Keempat, pelanggaran prokes merupakan bentuk pengingkaran kewajiban warga negara. Menurut E-Modul PPKn Kelas XII tentang HAM oleh Direktorat Pembinaan SMA, di antara faktor terkait pengingkaran kewajiban adalah rendahnya kesadaran berbangsa dan bernegara serta ketidaktegasan aparat penegak hukum. Adapun di antara upaya pencegahan adalah meningkatkan kualitas pelayanan publik dan pengawasan masyarakat oleh pemerintah supaya interaksi masyarakat dapat terkontrol. Selain itu meningkatkan penyebarluasan prinsip-prinsip HAM melalui lembaga formal dan nonformal supaya masyarakat memiliki pemahaman dan inspirasi untuk bertindak. Upaya lain adalah meningkatkan kerja sama antargolongan untuk mewujudkan sinergisitas dan partisipasi aktif dalam merefleksikan hukum berwujud perilaku yang nyata.
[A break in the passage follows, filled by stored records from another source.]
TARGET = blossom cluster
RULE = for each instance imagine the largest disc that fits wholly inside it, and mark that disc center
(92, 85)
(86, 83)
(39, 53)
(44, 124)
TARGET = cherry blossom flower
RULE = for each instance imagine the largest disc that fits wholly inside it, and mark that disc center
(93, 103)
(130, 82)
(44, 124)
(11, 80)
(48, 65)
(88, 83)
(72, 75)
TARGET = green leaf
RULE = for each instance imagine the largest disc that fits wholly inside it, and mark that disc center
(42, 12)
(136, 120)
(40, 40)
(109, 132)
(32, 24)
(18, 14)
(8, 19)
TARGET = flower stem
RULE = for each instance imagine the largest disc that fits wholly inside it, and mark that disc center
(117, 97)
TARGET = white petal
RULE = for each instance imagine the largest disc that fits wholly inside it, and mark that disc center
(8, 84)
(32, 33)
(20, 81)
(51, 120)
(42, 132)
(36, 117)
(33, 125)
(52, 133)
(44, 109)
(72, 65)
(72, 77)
Pandemi COVID-19 patut disadari sebagai persoalan bersama. Medscape mengatakan bahwa pemilihan nama COVID-19 demikian untuk menghindari stigmatisasi asal virus, populasi, geografi, dan asosiasi hewan. Ini memberikan konsekuensi bahwa hal yang terpenting adalah kesungguhan menghadapi pandemi oleh siapa saja tanpa memandang buruk kelompok tertentu. Presiden Joko Widodo dalam Keppres RI Nomor 2 Tahun 2020 tentang Penetapan Bencana Non-Alam Penyebaran Corona Virus Disease 2019 (COVID-19) secara resmi menetapkannya sebagai bencana nasional sehingga seluruh masyarakat wajib berupaya menekan infeksi virus ini.
Partisipasi aktif dan kontribusi dapat terwujud dalam sikap menaati regulasi dengan dijiwai kepercayaan kepada pemerintah dan menjunjung kepentingan bersama. Demikian juga mengeksplorasi berbagai informasi yang mendukung baik melalui tokoh-tokoh terpelajar maupun media-media lainnya. Harapannya agar tidak ada deklarasi-deklarasi kurang etik yang bermunculan.
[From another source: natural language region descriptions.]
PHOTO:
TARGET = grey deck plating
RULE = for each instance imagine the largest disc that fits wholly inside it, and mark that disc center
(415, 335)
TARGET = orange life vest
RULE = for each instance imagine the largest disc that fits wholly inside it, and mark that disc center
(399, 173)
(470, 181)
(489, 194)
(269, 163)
Setiap individu bekerja sama dengan pemerintah dengan bersinergi untuk saling menjaga. Problematika yang telah dijelaskan tidak hanya menjadi tantangan bagi masyarakat pedesaan, tetapi juga masyarakat Indonesia secara kolektif. Semua ini mesti disadari dengan jiwa yang menghendaki kemajuan. Pandemi ini eloklah bila dijadikan ajang kebersamaan untuk menghadapi sebuah tantangan. Apabila dilakukan dengan penuh pertimbangan, pengalaman yang diperoleh setelahnya dapat menjadi refleksi dan kekuatan untuk tantangan-tantangan yang akan datang.
Referensi
WHO. (2020). COVID-19 as a Public Health Emergency of International Concern (PHEIC) under the International Health Regulations 2005 (IHR). London: The Verification Research, Training, and Information Centre.
Frinaldi, A. & Embi, M. A. (2014). Budaya Kerja Ewuh Pekewuh di Kalangan Pegawai Negeri Sipil Etnik Jawa (Studi pada Kabupaten Pasaman Barat, Provinsi Sumatera Barat). Jurnal Humanus, 8, 68-75.
Ahmad, Zul Fikar et al. (2021). The E-Learning Utilization on Attitudes and Behavior of Diarrhea Prevention during Pandemic. Turkish Journal of Computer and Mathematics Education, 12, 231-236.
Achmalona, Teguh et al. (2021). Factors that Affect Student Compliance in Emplementing the COVID-19 Protocol during the Learning Offline at SMAN 2 Pujut Central Lombok. STRADA Jurnal Ilmiah Kesehatan, 10, 158-165.
Riyadi & Larasaty, Putri. (2020). Faktor yang Berpengaruh terhadap Kepatuhan Masyarakat pada Protokol Kesehatan dalam Mencegah Penularan COVID-19. Proisiding Seminar Nasional Official Statistics 2020, 45-54.
Law, Siukan et al. (2020). SARS and COVID-19: From causes to preventions in Hong Kong. International Journal of Infectious Disease, 94, 156-163.
Soefaat [et al]. (1997). Kamus Tata Ruang (Edisi 1). Jakarta: Direktorat Jenderal Cipta Karya, Departemen Pekerjaan Umum.
Fatwa Majelis Ulama Indonesia Nomor 13 Tahun 2021 tentang Hukum Vaksinasi COVID-19 saat Berpuasa.
Marliyati, Lilyk. E-Modul PPKn Kelas XII.